The interaction between infections and the microbiota during infancy in the lungs could help provide clues to disease development later in life, according to the findings of a new study.
Presenting her findings at the European Respiratory Society (ERS) International Congress today (27 September, 2015) Dr Insa Korten, from the University Children's Hospitals in Bern and Basel, Switzerland, will say that the interaction of human rhinovirus and the microbiota could aid in prevention of disease or the development of new therapeutic procedures.
The microbiota refers to all the bacteria that inhabit the human body for example in the gut, on the skin or in the lungs. The respiratory microbiota is known to be different in chronic lung diseases. However, its role in the development of disease is not yet understood. It is also known that early life viral infections are important for the development of respiratory conditions, such as asthma, later in life. However it is not yet known whether these two elements - early life virus infections and the microbiota - are linked.

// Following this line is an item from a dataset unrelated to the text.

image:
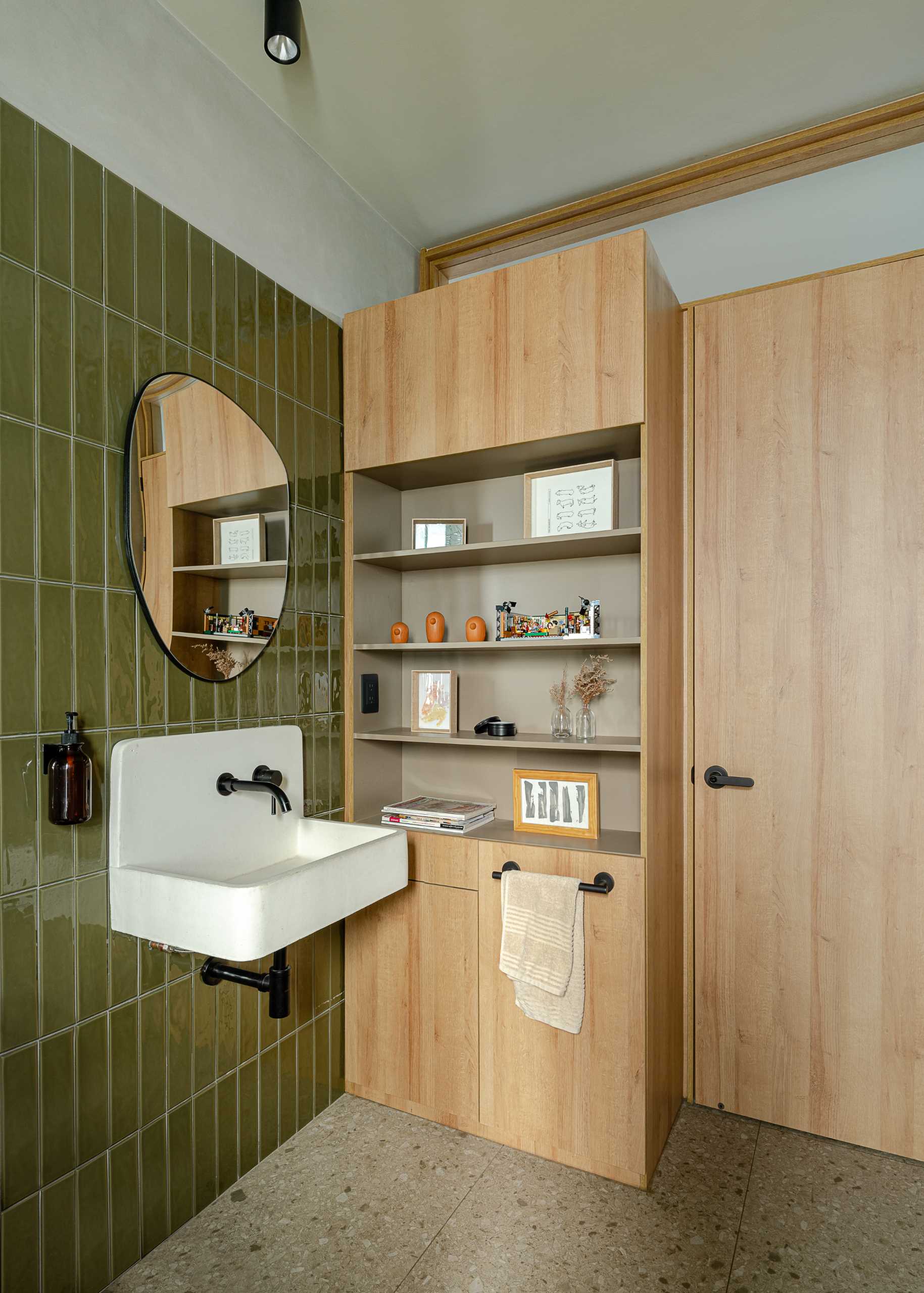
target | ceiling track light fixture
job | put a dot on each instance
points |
(282, 30)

Researchers studied the association between viral infections in the nose and the nasal microbiota during infancy. They included 32 otherwise healthy infants from the BILD (Basel Bern Infant Lung Development) cohort study and took a nasal swab every other week from the age of 5 weeks until the age of 1 year. In each sample, the microbiota and 12 different viruses were analysed.
Results showed that the bacterial diversity of the respiratory microbiota decreased when infants were infected with rhinovirus and showing symptoms. Conversely, asymptomatic infection with rhinovirus did not lead to reduced diversity of the microbiota. This suggested that when the immune system of the infant reacted with respiratory symptoms towards a rhinovirus infection in the nose, the normal variety of the nasal microbial composition was reduced at the same time.

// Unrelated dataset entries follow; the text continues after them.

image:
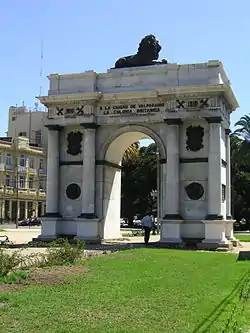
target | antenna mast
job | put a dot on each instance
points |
(41, 69)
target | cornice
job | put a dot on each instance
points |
(72, 76)
(166, 93)
(64, 98)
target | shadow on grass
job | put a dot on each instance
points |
(105, 246)
(214, 315)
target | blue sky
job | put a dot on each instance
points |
(81, 35)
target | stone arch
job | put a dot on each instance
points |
(140, 132)
(112, 152)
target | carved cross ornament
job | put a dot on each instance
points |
(71, 111)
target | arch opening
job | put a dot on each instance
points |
(112, 176)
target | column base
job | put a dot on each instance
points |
(211, 217)
(215, 236)
(49, 230)
(87, 216)
(88, 230)
(171, 231)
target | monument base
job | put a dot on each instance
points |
(171, 232)
(215, 235)
(88, 230)
(49, 230)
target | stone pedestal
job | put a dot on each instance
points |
(88, 230)
(229, 231)
(49, 229)
(171, 231)
(215, 235)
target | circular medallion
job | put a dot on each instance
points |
(194, 191)
(73, 191)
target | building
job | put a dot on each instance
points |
(23, 122)
(22, 179)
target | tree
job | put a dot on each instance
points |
(138, 179)
(132, 154)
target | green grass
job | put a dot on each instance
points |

In addition, infants who experienced more frequent infections in the first year of life, had a lower bacterial diversity overall at the end of the study period, indicating that the normal variety of the microbiota was reduced by recurrent infections.
Dr Korten commented: "Our findings indicate an interaction between rhinovirus infections and the nasal microbiota in early life that persists over time. Although our findings need to be confirmed in other cohorts, the interaction of the virus and the microbiota could be of importance in future preventative or therapeutic procedures."
"We are already seeing this kind of approach with the gut, where patients are prescribed oral probiotics to stabilise the normal variety of the microbiota. If we find that these changes in the respiratory microbiota are linked with, for example, later asthma development, we could try to influence the nasal and respiratory microbiota as a preventive step. The immune response and the individual microbiota are shaped during the early years and this could therefore be best influenced during this period."
The next stages of the research will be to see how large the effect of viruses is in comparison to other influencing factors, such as nutrition or antibiotics. The research team will also follow-up with the children involved in this study at the age of 6 years to see how persistent the early changes in the microbiota were and how many children go on to develop asthma.